Carrying a Torch for Dust in Binary Star Systems

TL;DR

This paper models the dust and polarisation in the unusual binary star system Epsilon Sagittarii, revealing that grain sizes around 2 microns can explain the observed high polarisation levels.

Contribution

It presents a spectral energy distribution and radiative transfer model for Epsilon Sagittarii, linking polarimetric measurements to dust grain sizes in the system.

Findings

Polarisation can be explained by dust grains around 2 microns.

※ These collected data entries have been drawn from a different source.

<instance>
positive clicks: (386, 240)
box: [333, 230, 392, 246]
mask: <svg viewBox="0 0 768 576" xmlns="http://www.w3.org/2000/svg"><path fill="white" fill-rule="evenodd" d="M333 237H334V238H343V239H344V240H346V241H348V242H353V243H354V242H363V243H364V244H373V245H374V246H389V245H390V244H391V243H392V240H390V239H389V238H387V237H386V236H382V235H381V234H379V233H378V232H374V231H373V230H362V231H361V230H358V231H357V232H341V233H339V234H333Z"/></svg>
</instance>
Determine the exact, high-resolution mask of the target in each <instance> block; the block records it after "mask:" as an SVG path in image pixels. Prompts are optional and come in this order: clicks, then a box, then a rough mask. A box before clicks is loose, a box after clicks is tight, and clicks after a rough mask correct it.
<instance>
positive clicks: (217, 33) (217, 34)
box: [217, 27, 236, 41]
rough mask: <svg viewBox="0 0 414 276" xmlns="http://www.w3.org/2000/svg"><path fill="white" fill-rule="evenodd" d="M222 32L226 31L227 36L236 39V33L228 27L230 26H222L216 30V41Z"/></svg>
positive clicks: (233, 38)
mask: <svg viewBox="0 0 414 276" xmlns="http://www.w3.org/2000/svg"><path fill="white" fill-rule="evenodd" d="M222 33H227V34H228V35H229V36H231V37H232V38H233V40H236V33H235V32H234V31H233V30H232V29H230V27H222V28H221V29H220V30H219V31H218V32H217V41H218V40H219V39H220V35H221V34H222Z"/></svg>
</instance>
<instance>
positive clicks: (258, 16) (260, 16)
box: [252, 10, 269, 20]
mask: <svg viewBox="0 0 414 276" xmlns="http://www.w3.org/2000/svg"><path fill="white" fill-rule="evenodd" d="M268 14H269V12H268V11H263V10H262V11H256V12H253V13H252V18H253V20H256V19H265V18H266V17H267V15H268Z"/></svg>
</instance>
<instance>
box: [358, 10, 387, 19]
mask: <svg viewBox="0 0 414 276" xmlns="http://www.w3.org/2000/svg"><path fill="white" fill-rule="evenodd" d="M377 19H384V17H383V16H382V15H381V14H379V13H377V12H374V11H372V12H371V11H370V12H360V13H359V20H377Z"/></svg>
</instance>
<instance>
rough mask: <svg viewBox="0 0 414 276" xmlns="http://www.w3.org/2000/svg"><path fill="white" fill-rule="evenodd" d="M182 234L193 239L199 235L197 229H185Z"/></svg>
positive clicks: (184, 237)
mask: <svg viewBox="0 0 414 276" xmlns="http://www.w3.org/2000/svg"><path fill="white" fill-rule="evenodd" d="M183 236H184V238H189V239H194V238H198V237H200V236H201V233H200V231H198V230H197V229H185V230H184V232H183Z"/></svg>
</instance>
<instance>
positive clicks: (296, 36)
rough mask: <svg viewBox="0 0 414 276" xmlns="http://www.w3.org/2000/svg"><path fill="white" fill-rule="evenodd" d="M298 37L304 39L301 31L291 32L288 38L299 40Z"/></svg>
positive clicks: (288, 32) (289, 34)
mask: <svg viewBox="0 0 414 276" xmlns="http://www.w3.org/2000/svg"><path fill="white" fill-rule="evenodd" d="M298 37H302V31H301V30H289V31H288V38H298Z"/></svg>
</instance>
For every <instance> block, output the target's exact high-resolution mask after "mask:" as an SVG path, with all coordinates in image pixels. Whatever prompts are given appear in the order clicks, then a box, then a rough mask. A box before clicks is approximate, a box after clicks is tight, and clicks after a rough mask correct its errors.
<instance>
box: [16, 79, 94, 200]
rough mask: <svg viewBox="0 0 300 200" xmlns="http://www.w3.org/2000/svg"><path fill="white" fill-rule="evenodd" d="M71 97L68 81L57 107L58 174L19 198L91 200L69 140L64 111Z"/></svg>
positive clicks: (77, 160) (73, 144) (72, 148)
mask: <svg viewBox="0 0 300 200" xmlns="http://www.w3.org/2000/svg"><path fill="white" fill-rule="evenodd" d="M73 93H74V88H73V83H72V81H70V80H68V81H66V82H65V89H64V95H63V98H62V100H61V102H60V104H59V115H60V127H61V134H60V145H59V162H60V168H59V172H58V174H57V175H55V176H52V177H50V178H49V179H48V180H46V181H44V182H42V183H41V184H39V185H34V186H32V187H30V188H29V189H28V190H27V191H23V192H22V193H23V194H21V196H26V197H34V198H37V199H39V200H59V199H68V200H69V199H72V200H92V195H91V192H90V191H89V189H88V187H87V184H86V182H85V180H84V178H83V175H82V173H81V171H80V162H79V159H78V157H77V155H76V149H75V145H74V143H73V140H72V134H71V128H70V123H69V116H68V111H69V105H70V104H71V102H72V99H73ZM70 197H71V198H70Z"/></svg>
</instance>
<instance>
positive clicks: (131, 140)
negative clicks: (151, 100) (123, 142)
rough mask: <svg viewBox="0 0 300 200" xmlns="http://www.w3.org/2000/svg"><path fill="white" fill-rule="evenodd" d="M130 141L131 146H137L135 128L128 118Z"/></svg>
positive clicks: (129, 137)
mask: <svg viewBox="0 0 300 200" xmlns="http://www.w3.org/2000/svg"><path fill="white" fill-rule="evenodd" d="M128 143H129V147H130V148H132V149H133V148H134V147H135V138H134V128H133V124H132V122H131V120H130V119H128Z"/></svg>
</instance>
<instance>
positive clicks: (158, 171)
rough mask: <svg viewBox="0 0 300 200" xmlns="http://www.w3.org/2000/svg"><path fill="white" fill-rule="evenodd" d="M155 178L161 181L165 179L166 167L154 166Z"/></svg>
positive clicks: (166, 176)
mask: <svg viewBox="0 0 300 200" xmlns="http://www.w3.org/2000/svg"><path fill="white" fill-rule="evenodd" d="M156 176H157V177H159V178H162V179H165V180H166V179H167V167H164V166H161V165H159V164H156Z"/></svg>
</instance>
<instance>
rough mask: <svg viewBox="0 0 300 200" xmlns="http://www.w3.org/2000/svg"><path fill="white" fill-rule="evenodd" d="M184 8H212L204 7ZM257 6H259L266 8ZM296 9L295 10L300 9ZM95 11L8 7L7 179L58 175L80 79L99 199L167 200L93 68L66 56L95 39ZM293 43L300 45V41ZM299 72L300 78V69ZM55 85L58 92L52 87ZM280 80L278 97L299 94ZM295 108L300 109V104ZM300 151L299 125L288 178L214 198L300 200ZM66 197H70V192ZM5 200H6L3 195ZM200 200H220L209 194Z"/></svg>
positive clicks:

The system's high polarisation exceeds infrared excess levels.

Modeling supports the presence of dust grains of specific sizes.

Abstract

Young stars are frequently observed to host circumstellar disks, within which their attendant planetary systems are formed. Scattered light imaging of these proto-planetary disks reveals a rich variety of structures including spirals, gaps and clumps. Self-consistent modelling of both imaging and multi-wavelength photometry enables the best interpretation of the location and size distribution of disks' dust. Epsilon Sagittarii is an unusual star system. It is a binary system with a B9.5III primary that is also believed to host a debris disk in an unstable configuration. Recent polarimetric measurements of the system with the High Precision Polarimetric Instrument (HIPPI) revealed an unexpectedly high fractional linear polarisation, one greater than the fractional infrared excess of the system. Here we develop a spectral energy distribution model for the system and use this as a basis for radiative transfer modelling of its polarisation with the RADMC-3D software package. The measured polarisation can be reproduced for grain sizes around 2.0 microns.